The month of February marks the beginning of Black History month, a part of American history that is celebrated across the United States. During February, the country takes time to remember the suffrage and civil rights activism that black individuals have brought to this country.
“We celebrate our ancestors and recognize their fights, struggles, inventions and glorify their strength,” Seneca Neil, ‘20, said.
Spending time during the month to remember and educate yourself about important figures like Martin Luther King, Jr. and Rosa Parks helps to shed light on those individuals that might not get the kind of recognition that they deserve in the history books.
The holiday started back in 1926 with the celebration of professor Carter G. Woodson. Often referred to as the “Father of Black History,” Woodson wanted African Americans to be proud of their heritage and to educate Americans on the African American contribution to the nation’s history.

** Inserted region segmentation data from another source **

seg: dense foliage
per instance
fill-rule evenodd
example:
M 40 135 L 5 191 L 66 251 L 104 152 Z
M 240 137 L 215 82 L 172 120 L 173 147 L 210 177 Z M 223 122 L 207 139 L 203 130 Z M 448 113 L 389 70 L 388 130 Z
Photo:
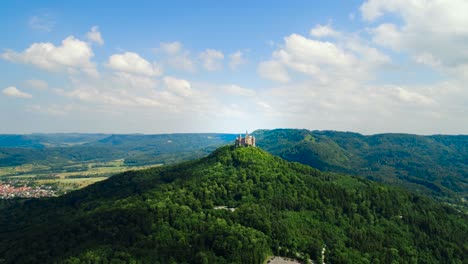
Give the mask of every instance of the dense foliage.
M 0 135 L 0 167 L 40 164 L 60 171 L 64 165 L 125 159 L 125 164 L 171 164 L 200 158 L 232 142 L 232 134 L 33 134 Z
M 468 136 L 298 129 L 257 130 L 258 145 L 286 160 L 361 175 L 439 199 L 468 200 Z
M 49 200 L 4 204 L 0 263 L 463 263 L 450 207 L 322 173 L 259 148 L 114 176 Z M 235 208 L 231 211 L 230 208 Z

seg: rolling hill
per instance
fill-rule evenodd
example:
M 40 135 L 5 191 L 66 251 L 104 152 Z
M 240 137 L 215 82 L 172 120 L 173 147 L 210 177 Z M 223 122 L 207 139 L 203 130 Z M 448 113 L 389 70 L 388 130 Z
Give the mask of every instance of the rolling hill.
M 257 144 L 286 160 L 360 175 L 452 203 L 468 199 L 468 136 L 299 129 L 257 130 Z
M 0 211 L 0 263 L 463 263 L 466 215 L 259 148 L 126 172 Z

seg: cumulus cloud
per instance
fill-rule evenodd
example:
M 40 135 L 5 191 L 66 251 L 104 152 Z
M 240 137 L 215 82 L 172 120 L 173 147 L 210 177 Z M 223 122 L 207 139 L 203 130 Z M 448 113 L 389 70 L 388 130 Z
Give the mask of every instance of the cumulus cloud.
M 238 85 L 225 85 L 223 90 L 230 95 L 234 96 L 244 96 L 244 97 L 253 97 L 256 95 L 255 91 L 248 88 L 243 88 Z
M 257 72 L 260 77 L 272 81 L 288 82 L 290 79 L 286 68 L 274 60 L 260 62 Z
M 195 63 L 190 56 L 190 51 L 184 49 L 179 41 L 161 42 L 156 51 L 162 51 L 166 56 L 164 60 L 165 64 L 174 69 L 188 72 L 196 70 Z
M 49 88 L 49 84 L 43 80 L 26 80 L 24 84 L 38 90 L 47 90 Z
M 192 87 L 187 80 L 177 79 L 174 77 L 164 77 L 163 81 L 167 90 L 176 95 L 187 97 L 192 94 Z
M 28 25 L 37 31 L 50 32 L 55 26 L 55 19 L 49 10 L 44 9 L 30 17 Z
M 340 34 L 335 31 L 330 25 L 316 25 L 314 28 L 312 28 L 309 31 L 309 34 L 311 36 L 317 37 L 317 38 L 323 38 L 323 37 L 337 37 Z
M 31 64 L 48 71 L 82 71 L 97 75 L 91 61 L 94 53 L 88 43 L 73 36 L 62 41 L 60 46 L 50 42 L 34 43 L 22 52 L 7 50 L 1 57 L 17 63 Z
M 2 92 L 3 92 L 3 94 L 6 95 L 6 96 L 18 97 L 18 98 L 25 98 L 25 99 L 32 98 L 32 95 L 31 95 L 31 94 L 22 92 L 22 91 L 18 90 L 18 89 L 17 89 L 16 87 L 14 87 L 14 86 L 7 87 L 7 88 L 3 89 Z
M 161 42 L 160 49 L 169 55 L 175 55 L 182 51 L 182 43 L 179 41 Z
M 159 76 L 162 69 L 156 63 L 151 64 L 135 52 L 114 54 L 109 57 L 107 66 L 113 70 L 147 76 Z
M 230 58 L 229 67 L 232 70 L 235 70 L 240 65 L 247 63 L 247 60 L 244 58 L 243 52 L 240 50 L 230 54 L 229 58 Z
M 330 42 L 291 34 L 273 52 L 271 60 L 259 64 L 258 72 L 263 78 L 282 82 L 289 80 L 286 68 L 321 82 L 336 78 L 367 79 L 389 60 L 356 36 Z
M 99 32 L 98 26 L 93 26 L 91 31 L 86 33 L 86 37 L 89 41 L 94 42 L 99 45 L 104 45 L 104 39 L 101 36 L 101 32 Z
M 371 23 L 386 14 L 401 18 L 401 23 L 384 21 L 370 28 L 375 43 L 448 73 L 460 74 L 468 66 L 467 1 L 369 0 L 360 9 Z
M 208 71 L 223 69 L 222 60 L 224 59 L 224 54 L 219 50 L 206 49 L 200 53 L 199 58 L 202 60 L 203 67 Z

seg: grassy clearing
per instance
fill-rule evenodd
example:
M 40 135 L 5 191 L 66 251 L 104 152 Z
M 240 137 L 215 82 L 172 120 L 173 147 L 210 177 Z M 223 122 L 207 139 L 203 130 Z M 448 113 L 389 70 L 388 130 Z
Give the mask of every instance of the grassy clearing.
M 26 164 L 0 168 L 0 180 L 24 181 L 27 185 L 52 185 L 58 193 L 65 193 L 84 188 L 124 171 L 156 166 L 161 164 L 130 167 L 124 165 L 123 159 L 119 159 L 109 162 L 72 163 L 56 172 L 47 166 Z

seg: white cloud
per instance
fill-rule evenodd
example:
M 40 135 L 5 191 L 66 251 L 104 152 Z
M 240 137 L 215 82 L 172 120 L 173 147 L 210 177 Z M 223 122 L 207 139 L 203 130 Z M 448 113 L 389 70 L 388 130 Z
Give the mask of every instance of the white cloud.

He intentionally chose the second week of February to start the celebration, making sure to include Abraham Lincoln and Frederick Douglass’ birthday.
Eventually, in 1986, Congress declared Black History Month a national holiday by law.

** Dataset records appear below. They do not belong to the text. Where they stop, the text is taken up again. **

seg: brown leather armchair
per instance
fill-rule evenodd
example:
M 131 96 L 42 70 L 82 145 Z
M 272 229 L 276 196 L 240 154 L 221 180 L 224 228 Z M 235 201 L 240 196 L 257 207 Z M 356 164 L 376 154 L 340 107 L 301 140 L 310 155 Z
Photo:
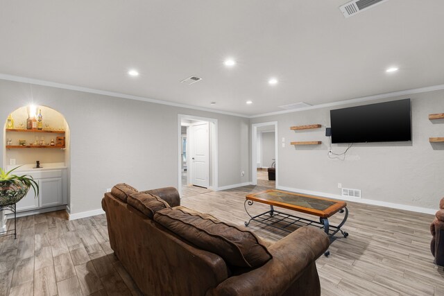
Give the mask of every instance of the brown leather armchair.
M 430 225 L 430 232 L 433 236 L 430 250 L 435 257 L 435 263 L 444 266 L 444 198 L 439 202 L 439 209 L 435 215 L 435 220 Z

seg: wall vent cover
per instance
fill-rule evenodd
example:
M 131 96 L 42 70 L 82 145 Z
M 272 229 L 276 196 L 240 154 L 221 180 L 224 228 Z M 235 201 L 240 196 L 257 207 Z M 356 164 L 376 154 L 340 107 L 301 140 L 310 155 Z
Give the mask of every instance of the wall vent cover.
M 191 85 L 193 83 L 196 83 L 198 81 L 200 81 L 202 80 L 202 78 L 197 77 L 197 76 L 191 76 L 189 77 L 186 79 L 184 79 L 183 80 L 180 81 L 182 83 L 185 83 L 188 85 Z
M 339 10 L 345 17 L 350 17 L 386 1 L 388 0 L 353 0 L 339 7 Z
M 305 108 L 307 107 L 310 107 L 311 105 L 307 104 L 305 102 L 299 102 L 299 103 L 293 103 L 293 104 L 289 105 L 283 105 L 282 106 L 279 106 L 280 108 L 285 109 L 286 110 L 294 110 L 295 109 L 300 109 Z
M 349 188 L 342 189 L 342 196 L 361 198 L 361 191 L 359 189 L 350 189 Z

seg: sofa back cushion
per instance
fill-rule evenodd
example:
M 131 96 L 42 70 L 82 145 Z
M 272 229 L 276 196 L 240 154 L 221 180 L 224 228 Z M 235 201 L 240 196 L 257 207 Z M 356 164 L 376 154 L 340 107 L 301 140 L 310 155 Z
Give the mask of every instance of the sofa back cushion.
M 111 189 L 111 194 L 124 202 L 126 202 L 126 200 L 130 194 L 136 192 L 139 192 L 137 189 L 125 183 L 117 184 Z
M 151 193 L 137 192 L 128 197 L 128 204 L 144 213 L 149 218 L 153 219 L 157 211 L 169 209 L 170 206 L 162 198 Z
M 252 232 L 210 215 L 176 207 L 157 211 L 154 220 L 198 247 L 220 256 L 232 266 L 255 268 L 272 258 Z

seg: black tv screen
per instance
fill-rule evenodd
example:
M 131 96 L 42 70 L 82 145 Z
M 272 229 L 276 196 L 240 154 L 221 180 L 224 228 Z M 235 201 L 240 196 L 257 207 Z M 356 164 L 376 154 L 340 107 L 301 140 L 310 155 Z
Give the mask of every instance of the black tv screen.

At Witt, Broadwell Chinn made history as the school’s first black student. After applying in 1874, faculty were hesitant to admit him in fear of mixing races in the classrooms. The Board of Directors received copious amounts of backlash for this decision, and eventually released a statement saying that Witt’s constitution, “opens the door of the college to all persons of proper qualifications irrespective of color.”
Years later, Witt now offers a scholarship in his name starting at $17,000 and is awarded to selected students who identify “themselves as being minority and/or from underrepresented background and who have shown overall academic achievement and leadership.”

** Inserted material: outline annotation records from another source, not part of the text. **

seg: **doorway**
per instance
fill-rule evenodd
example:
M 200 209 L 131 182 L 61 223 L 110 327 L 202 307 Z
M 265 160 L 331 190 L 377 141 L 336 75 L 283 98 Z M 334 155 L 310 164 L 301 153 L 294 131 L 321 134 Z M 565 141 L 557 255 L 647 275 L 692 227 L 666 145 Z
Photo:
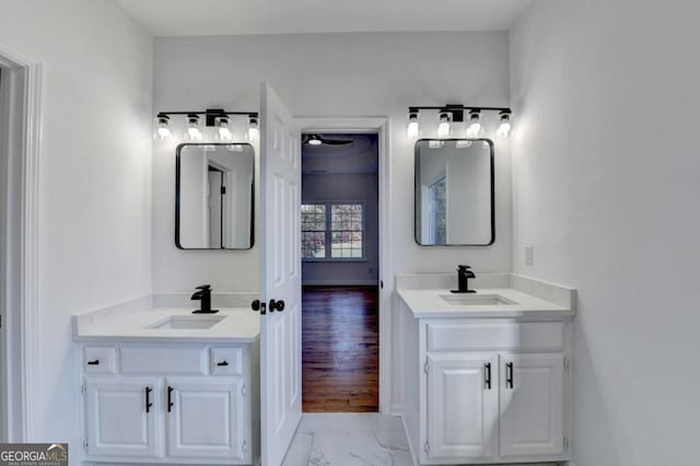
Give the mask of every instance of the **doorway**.
M 302 405 L 380 410 L 378 135 L 302 136 Z

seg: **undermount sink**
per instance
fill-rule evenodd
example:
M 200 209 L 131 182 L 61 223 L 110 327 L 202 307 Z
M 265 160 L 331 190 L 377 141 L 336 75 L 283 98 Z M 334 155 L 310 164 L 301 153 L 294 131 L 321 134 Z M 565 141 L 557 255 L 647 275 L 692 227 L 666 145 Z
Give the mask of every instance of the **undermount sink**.
M 517 304 L 499 294 L 443 294 L 444 302 L 457 306 L 503 306 Z
M 223 321 L 222 315 L 171 315 L 145 328 L 159 330 L 205 330 Z

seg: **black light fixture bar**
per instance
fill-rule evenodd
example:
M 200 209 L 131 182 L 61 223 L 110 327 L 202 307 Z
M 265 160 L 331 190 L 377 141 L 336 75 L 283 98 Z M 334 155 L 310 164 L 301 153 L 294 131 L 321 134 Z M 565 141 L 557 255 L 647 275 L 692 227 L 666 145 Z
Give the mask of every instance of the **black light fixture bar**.
M 207 126 L 214 126 L 217 117 L 232 116 L 232 115 L 246 115 L 250 118 L 258 118 L 257 112 L 229 112 L 223 108 L 207 108 L 206 110 L 178 110 L 178 112 L 159 112 L 158 117 L 171 116 L 171 115 L 205 115 Z

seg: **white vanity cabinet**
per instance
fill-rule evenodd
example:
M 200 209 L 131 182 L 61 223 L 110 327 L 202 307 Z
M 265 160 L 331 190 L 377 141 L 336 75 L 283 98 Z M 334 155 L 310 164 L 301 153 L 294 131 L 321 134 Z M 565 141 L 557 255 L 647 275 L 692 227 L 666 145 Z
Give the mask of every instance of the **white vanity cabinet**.
M 404 423 L 419 464 L 569 459 L 570 317 L 417 318 L 400 307 Z
M 257 342 L 84 346 L 84 459 L 254 464 L 257 368 Z

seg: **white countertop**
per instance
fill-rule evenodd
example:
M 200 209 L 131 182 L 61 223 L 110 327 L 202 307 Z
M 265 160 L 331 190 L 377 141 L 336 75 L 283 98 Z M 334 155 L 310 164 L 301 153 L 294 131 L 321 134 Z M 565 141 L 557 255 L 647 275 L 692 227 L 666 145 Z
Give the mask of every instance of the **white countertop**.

Current students, like Neil, recognize Chinn “as being the first to push this institution to accept blacks and has paved the way for there to be organizations and spaces for black students on campus.”
Chinn isn’t the only influential individual of color to students at Witt. Neal said she finds singer, songwriter and civil rights activist Nina Simone a role model in the black community because she “was unapologetic for being herself and black.”
“I also love music and think that music can get across to all people,” Neal said. “She used her music to tell stories of [black people] to the rest of the world and I think that is such a powerful platform.”
As a university, Witt hosts many programs throughout the month to help educate students about black history. Discussions about lynching in America, Frederick Douglass’ contribution to the anti-slavery movement and state-sanctioned violence against individuals of color are just a few of the upcoming programs this month.